Pourquoi Survivor 50, qui promettait d’être un événement télévisuel, a-t-il tant déçu ?

Image d'illustration. Survivor 50CBS / PR-ADN
La cinquantième saison de Survivor promettait un moment télévisuel historique, attendu par des millions de fans. Pourtant, le résultat a déçu, laissant place à l’incompréhension et à la frustration face à des choix contestés et un manque d’innovation flagrant.
Tl;dr
- Saison 50 de Survivor jugée décevante et chaotique.
- Célébrités et rebondissements ont gâché l’expérience des fans.
- Victoire d’Aubry Bracco, mais finale sans éclat.
Un anniversaire qui vire à la déception
Que reste-t-il du mythe Survivor après une 50ᵉ saison annoncée comme historique ? On attendait un hommage vibrant à 25 ans d’aventures, et pourtant, rares sont les moments qui ont su captiver, hormis — ironie du sort — le spoiler involontaire de son propre show par l’emblématique Jeff Probst. Un incident devenu, malgré lui, l’un des sommets d’une saison souvent laborieuse.

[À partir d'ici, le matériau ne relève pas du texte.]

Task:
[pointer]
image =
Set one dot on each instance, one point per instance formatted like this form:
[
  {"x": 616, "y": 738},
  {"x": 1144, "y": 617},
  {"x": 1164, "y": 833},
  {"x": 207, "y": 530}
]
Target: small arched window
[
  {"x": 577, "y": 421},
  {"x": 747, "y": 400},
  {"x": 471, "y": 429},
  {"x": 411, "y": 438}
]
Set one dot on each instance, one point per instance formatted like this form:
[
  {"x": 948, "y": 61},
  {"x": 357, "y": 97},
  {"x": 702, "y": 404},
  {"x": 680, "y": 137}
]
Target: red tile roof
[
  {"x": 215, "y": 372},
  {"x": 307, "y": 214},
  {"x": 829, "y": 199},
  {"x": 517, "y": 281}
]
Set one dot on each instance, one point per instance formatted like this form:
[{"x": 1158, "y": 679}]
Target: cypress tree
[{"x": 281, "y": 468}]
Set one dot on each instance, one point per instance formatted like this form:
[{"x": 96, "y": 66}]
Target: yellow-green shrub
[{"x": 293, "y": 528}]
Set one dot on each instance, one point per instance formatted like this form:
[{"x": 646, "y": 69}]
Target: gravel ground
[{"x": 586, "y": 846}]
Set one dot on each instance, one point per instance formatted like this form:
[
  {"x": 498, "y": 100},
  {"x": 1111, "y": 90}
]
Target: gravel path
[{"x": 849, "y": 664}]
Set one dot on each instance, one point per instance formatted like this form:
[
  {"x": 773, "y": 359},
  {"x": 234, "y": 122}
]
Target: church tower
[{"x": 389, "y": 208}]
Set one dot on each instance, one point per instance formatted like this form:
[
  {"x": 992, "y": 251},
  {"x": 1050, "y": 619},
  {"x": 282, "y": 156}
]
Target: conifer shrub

Célébrités et rebondissements : la recette du trop-plein
La promesse était belle : réunir uniquement des anciens participants pour un affrontement mémorable. Mais la réalité fut toute autre. Dès les premiers épisodes, quelques espoirs subsistaient grâce à des stratèges comme Cirie Fields ou des « challenge beasts » tels que Ozzy Lusth. Pourtant, leur parcours fut entravé par une succession de décisions éditoriales discutables : séquences interminables de pêche avec Zac Brown, interventions surréalistes de personnalités inattendues — on retiendra cette « Boomerang Idol » offerte à une Billie Eilish manifestement étrangère aux codes du jeu, ou encore le challenge absurde conçu par Jimmy Fallon, forçant Christian Hubicki à voter contre lui-même. Il faut le dire : même les twists n’ont rien arrangé. La présence de Mr. Beast, orchestrant l’augmentation du jackpot à 2 millions via un jet de pièce magique pour Rick Devens, n’a fait qu’alourdir l’ensemble.
Un montage bancal et une finale sans relief
À mesure que la saison avançait, un constat s’imposait : le montage déséquilibré faisait disparaître certains candidats au profit d’autres, malmenant tout sentiment d’attachement ou de suspense. La finale a entériné cette impression. Le trio final — composé d’Aubry Bracco, de Joe Hunter, et de Jonathan Young — a laissé les fans sur leur faim. Si Bracco fut couronnée (avec au passage 2 millions et une voiture), ce ne fut guère pour ses faits d’armes, mais surtout parce qu’elle s’est révélée la moins impopulaire face à deux concurrents transparents : Hunter, absorbé par sa quête d’« honneur », et Jonathan, plombé par son manque de jeu social.
Bilan amer pour une saison anniversaire
Il serait injuste d’occulter quelques étincelles tactiques — comme le coup de maître (malheureusement éphémère) signé Fields — mais l’essentiel est ailleurs : cette édition aurait pu célébrer la légende Survivor. Au lieu de cela, elle restera comme celle où trop de guests et trop peu d’enjeux ont éteint la flamme originelle. Les spectateurs nostalgiques préfèreront sans doute revisiter les classiques disponibles sur Paramount+… en attendant que la franchise se ressaisisse.